Structures with a real business reason survive an audit even if the tax saving is significant. Structures with a purely tax-driven reason are struck down.

Guiding principle

“Tax saving is a consequence, not the sole motivation.”

When the structuring is proposed solely to reduce tax, with no other defensible reason — we recommend not doing it. The risk of being struck down outweighs the benefit.

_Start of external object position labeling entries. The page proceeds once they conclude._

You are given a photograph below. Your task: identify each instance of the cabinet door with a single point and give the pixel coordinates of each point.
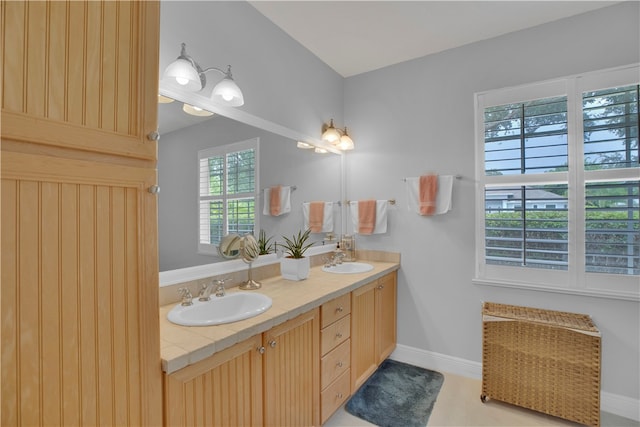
(364, 360)
(386, 303)
(292, 372)
(222, 390)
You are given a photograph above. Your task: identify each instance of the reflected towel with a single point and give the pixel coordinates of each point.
(443, 196)
(380, 225)
(428, 190)
(316, 216)
(283, 193)
(327, 216)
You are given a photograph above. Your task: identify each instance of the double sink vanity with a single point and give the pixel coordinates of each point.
(294, 362)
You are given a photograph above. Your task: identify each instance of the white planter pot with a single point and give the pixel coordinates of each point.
(295, 268)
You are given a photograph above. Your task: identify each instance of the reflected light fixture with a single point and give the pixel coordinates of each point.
(304, 145)
(164, 99)
(188, 74)
(338, 137)
(196, 111)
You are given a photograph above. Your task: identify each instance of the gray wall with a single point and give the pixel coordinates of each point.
(282, 81)
(418, 116)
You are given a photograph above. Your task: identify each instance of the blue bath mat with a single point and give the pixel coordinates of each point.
(397, 395)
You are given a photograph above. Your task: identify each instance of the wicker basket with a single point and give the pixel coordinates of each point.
(548, 361)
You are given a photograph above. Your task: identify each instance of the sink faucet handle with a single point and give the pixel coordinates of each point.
(187, 298)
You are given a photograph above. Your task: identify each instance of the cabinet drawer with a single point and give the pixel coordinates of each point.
(335, 395)
(335, 309)
(335, 363)
(335, 334)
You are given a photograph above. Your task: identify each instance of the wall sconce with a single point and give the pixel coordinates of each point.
(338, 137)
(196, 111)
(188, 73)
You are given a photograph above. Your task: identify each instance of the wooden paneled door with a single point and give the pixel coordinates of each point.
(79, 297)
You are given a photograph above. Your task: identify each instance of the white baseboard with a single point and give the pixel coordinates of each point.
(623, 406)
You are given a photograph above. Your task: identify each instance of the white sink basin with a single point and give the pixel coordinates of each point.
(349, 268)
(229, 308)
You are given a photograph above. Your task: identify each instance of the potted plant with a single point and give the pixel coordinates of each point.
(265, 246)
(294, 265)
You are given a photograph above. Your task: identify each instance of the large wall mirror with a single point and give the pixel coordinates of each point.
(315, 176)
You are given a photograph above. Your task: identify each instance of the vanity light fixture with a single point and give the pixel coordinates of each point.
(338, 137)
(188, 73)
(196, 111)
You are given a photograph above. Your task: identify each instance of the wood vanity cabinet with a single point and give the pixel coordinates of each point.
(373, 327)
(335, 354)
(270, 379)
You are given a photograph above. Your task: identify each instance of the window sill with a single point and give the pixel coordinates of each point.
(626, 296)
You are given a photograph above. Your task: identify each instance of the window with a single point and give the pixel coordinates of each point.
(227, 192)
(560, 183)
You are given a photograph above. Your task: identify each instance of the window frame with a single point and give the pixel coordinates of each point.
(575, 279)
(224, 150)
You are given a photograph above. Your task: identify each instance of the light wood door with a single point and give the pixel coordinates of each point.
(364, 359)
(386, 318)
(222, 390)
(79, 298)
(292, 372)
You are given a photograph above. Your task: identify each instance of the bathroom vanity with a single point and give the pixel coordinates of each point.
(292, 365)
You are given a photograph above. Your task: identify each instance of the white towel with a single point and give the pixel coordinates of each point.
(443, 198)
(285, 201)
(381, 216)
(327, 216)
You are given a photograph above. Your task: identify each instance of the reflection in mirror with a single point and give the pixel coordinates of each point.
(230, 246)
(280, 162)
(250, 252)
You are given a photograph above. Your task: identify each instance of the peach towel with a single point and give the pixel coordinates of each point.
(316, 216)
(428, 193)
(274, 200)
(366, 216)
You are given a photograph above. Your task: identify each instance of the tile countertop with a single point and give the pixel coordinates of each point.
(181, 346)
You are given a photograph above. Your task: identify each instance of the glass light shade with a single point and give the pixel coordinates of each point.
(345, 143)
(227, 92)
(183, 72)
(196, 111)
(164, 99)
(331, 135)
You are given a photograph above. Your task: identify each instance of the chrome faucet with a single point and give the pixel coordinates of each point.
(220, 291)
(187, 298)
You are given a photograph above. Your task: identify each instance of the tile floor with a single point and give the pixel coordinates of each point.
(459, 404)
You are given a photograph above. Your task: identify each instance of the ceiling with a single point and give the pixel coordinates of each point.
(353, 37)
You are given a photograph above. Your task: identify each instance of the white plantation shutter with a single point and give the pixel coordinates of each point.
(227, 192)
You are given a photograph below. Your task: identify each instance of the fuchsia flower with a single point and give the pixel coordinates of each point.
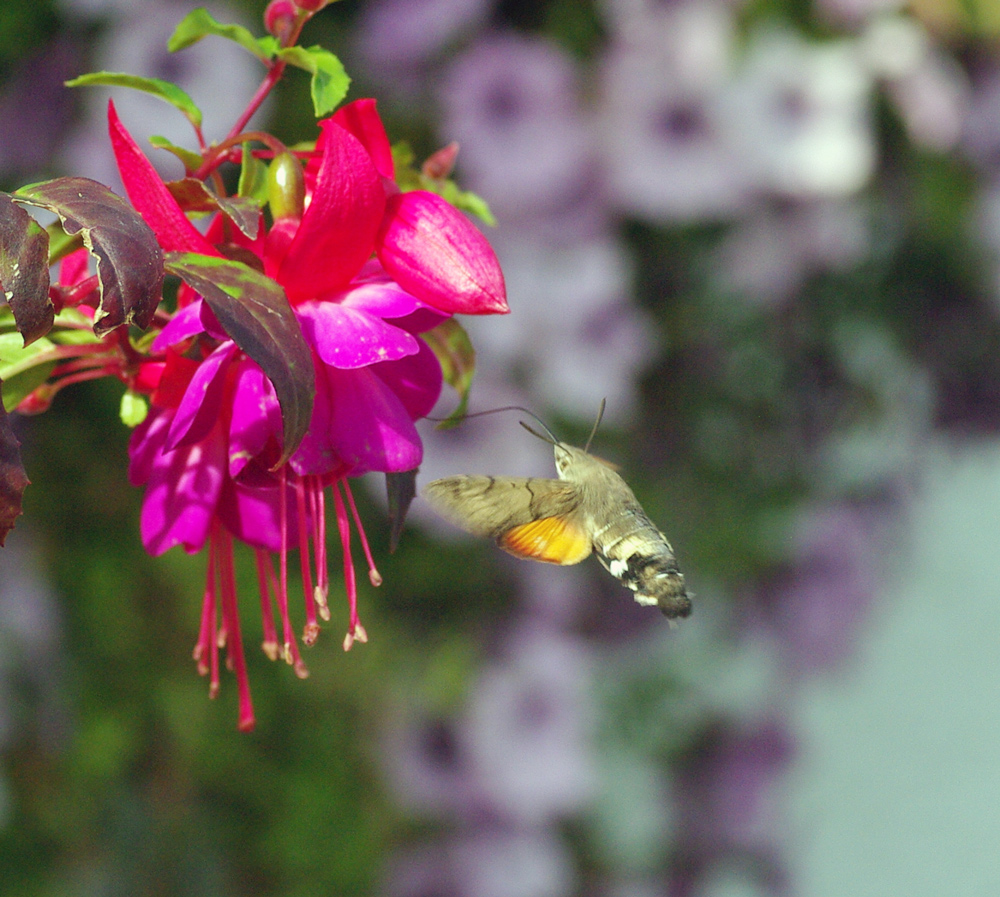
(366, 269)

Tax avoidance review — free diagnostic

An assessment of existing or proposed structures: are they within the concept of lawful tax avoidance or in a grey area? Validation against CARF/STJ precedents.

Book a diagnostic
05

Frequently asked questions

What is the difference between tax avoidance and tax evasion?
Tax avoidance is lawful tax saving, obtained by choosing among the alternatives the law offers — the taxpayer’s constitutional right. Tax evasion is unlawful saving, obtained through concealment, fraud or simulation — a crime under Law 8.137/90. The line separating the two is substance over form and the real business purpose of the operation.
Can I do aggressive planning if everything is formally lawful?
We do not recommend it. Operations that are formally lawful but lack substance and business purpose are struck down by the Federal Revenue Service and the CARF — generating retroactive tax + an ex-officio fine of 75-150% + interest. The cost of being struck down far exceeds the tax saving of the operation. It is only worth doing tax avoidance with technical grounding and a real business reason.
How do I know whether my structure has a business purpose?
Ask: if I removed the tax saving from the equation, would the structure still make sense? If yes (family succession, risk separation, raising investment, governance) — it has a business purpose. If not (the sole motivation is tax saving) — high risk. Contemporaneous documentation of the business motivation is critical for defense in an audit.
Is the general anti-avoidance rule of the CTN applicable?
The sole paragraph of art. 116 of the CTN authorizes the disregarding of dissimulating acts. Although not regulated by specific legislation (a rule pending since 2001), it is applied by analogy by the CARF in cases of simulation. Robust structures (with substance and business purpose) are not affected. Fragile structures (lacking substance) are.